It's Carnival time, so party like a local

Summary

From colourful parades to medieval rituals, Flemish cities sure know how to throw a good celebration

Before the fast

People in Flanders may no longer fast during Lent – the period of atonement preceding Easter – but they still like to throw a good party to mark Shrove Tuesday, historically the last day when Catholics were allowed wine, meat and cheese before the liturgical fast began.

Like Mardi Gras in New Orleans or Carnival in Rio de Janeiro, the centrepiece of Flemish Carnival is a colourful parade characterised by the wearing of fantastical costumes, upsetting social norms and flaunting the status quo.
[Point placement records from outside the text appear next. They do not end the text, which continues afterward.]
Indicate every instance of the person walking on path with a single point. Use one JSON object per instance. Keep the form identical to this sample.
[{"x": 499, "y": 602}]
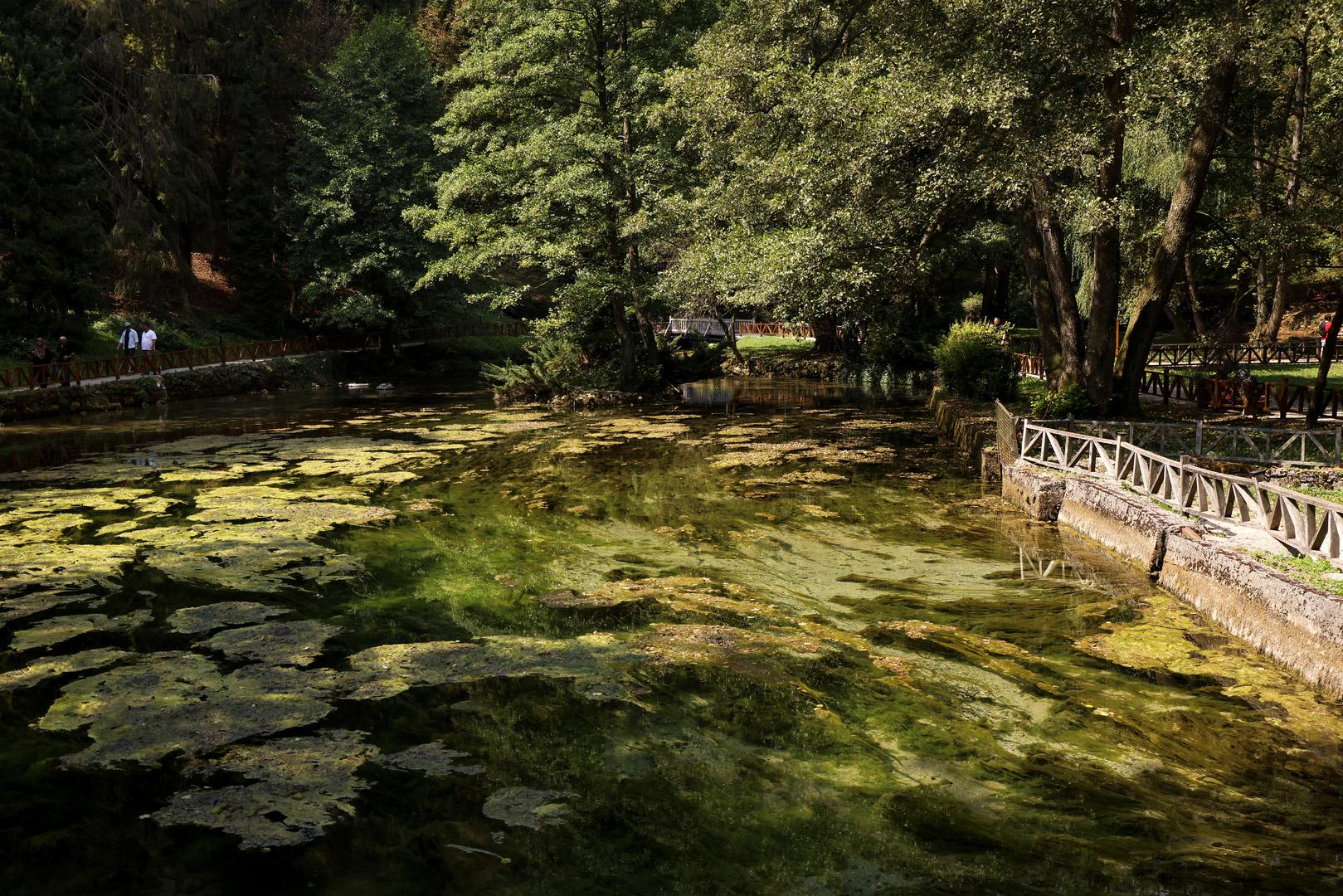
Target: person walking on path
[
  {"x": 65, "y": 359},
  {"x": 148, "y": 343},
  {"x": 128, "y": 343},
  {"x": 41, "y": 359}
]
Many cities in Flanders will host Carnival parades on the last Sunday before Lent, which falls on 26 February this year.

The most famous Carnival celebration in Flanders is in Aalst. The three-day event was recognized as a Masterpiece of the Intangible and Oral Heritage of Humanity by Unesco in 2010, but the tradition goes back to the middle ages.

The main parade on Sunday features, in addition to floats and beautiful costumes, satirical depictions of politicians and other public figures and a great deal of lewd and raunchy humour.

The fun continues on Monday with an abbreviated version of Sunday’s parade and the appearance of the Gilles of Aalst – men in distinctive historical costumes who perform age-old rituals to ward off evil and welcome spring. On Tuesday, the voil jeanetten, or dirty Jeannettes – men in weirdly accessorised women’s dress – take to the streets.

In Limburg province, meanwhile, Genk celebrates with a children’s parade on Friday, an international carnival parade on Saturday, and a giant pub crawl on Monday. Blankenberge has its main parade on Sunday, a children’s parade on Monday and its own dirty Jeannettes on Tuesday, as well as a week-long fun fair.

FEN Vlaanderen, the umbrella organisation for carnivals in Flanders, maintain a list of all the celebrations on its website.